Стоя перед камином на коврике — и здесь протерта дорожка, как в спальне у кровати, — он чувствовал себя совершенно свободно, озирался с лукаво-скептическим видом, словно все в комнате приспособлено для одной цели — одурачить его, но он не промах. Его выпуклые блеклые глаза напомнили патоку, очень популярную в годы моего детства, только ядовитую. На подбородке выделялась ссадина — порезался утром во время бритья. Квирк вытащил из кармана изрядно потертой вельветовой куртки коричневый бумажный пакет с бутылкой.

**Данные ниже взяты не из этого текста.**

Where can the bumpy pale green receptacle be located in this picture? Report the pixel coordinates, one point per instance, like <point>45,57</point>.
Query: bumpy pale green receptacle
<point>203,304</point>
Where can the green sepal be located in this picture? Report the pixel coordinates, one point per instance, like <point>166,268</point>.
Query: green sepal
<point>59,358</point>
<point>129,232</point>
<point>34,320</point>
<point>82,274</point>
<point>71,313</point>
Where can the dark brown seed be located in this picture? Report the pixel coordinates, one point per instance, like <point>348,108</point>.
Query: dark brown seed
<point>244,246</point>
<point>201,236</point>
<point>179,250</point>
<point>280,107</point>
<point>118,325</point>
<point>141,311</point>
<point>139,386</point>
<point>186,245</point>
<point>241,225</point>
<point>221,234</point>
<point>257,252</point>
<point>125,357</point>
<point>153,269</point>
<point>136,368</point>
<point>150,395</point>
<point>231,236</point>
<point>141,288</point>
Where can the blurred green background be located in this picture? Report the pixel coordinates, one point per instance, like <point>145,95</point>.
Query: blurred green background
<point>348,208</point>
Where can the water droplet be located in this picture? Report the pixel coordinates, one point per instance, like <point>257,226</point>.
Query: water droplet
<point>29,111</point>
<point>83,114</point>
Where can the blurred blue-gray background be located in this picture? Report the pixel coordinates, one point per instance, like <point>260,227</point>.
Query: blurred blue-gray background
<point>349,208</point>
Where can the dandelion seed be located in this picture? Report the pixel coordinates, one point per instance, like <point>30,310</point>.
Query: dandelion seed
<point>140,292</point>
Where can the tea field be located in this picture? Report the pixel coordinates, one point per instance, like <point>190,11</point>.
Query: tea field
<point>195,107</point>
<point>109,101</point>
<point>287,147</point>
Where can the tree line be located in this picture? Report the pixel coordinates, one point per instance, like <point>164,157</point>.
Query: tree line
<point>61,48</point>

— Обогреть домашний очаг. — Он криво усмехнулся, демонстрируя виски.

* * *

Мы устроились у клеенчатого стола на кухне и пили, провожая день. От Квирка так просто не отделаешься. Он примостил свой широкий зад на табуретке, зажег сигарету, поставил локти на стол, не переставая смотреть на меня так, словно ждал чего-то особенного. Его вываренные глаза, не переставая, изучали мое лицо и фигуру — так альпинист на несложном, но опасном участке скалы ищет, за что уцепиться. Он рассказал мне историю дома до того, как он перешел к нашей семье, — специально изучал документы, такое у него хобби, заявил он мне. Собирал справки, обследования, изыскания, показания, дела, все написано сепией, каллиграфическим почерком, все связано ленточками, проштамповано и опечатано. Я тем временем вспоминал, как впервые плакал в кино, беззвучно, безудержно. Сначала больно сдавило горло, затем соленые слезы затекли в рот через уголки губ. Был самый разгар зимы, слякотно, начинало смеркаться. Я сумел отпроситься с дневного спектакля — воплотил безнадежную мечту моего юного дублера, Снивелинга, — и пошел в кино, под ногами хлюпало, я ликовал и дурачился. И только начался фильм — беспричинные слезы, икота, подавленные всхлипы, я весь трясся, спрятав между колен судорожно сжатые кулаки, горячие капли стекали со щек и впитывались в рубашку. Я был ошарашен, ну и конечно, сгорал от стыда, боялся, что темные призрачные зрители, окружающие меня, заметят мой позор, и все же было нечто восхитительное в этом выплеске, в этом ребяческом грехе. Когда фильм закончился, а я с покрасневшими глазами выполз в сырую промозглость ранних сумерек, то ощутил себя пустым, освеженным, отмытым. С тех пор это стало постыдной привычкой, я плакал дважды, трижды в неделю, в разных кинотеатрах, чем горше, тем лучше, по-прежнему не понимая, о чем я плачу, какую потерю оплакиваю. Должно быть, где-то глубоко во мне таился колодец скорби, откуда струились соленые ручейки. Распростершись на кресле в переполненной призрачными людьми темноте, я выплакивался до дна, а тем временем на широком экране разыгрывалась умопомрачительная история злодейств и фантастических страстей. Наконец в один прекрасный вечер я иссяк прямо на сцене — холодный пот, беспомощные движения немого рта, бесполезные старания — и понял, что должен уходить.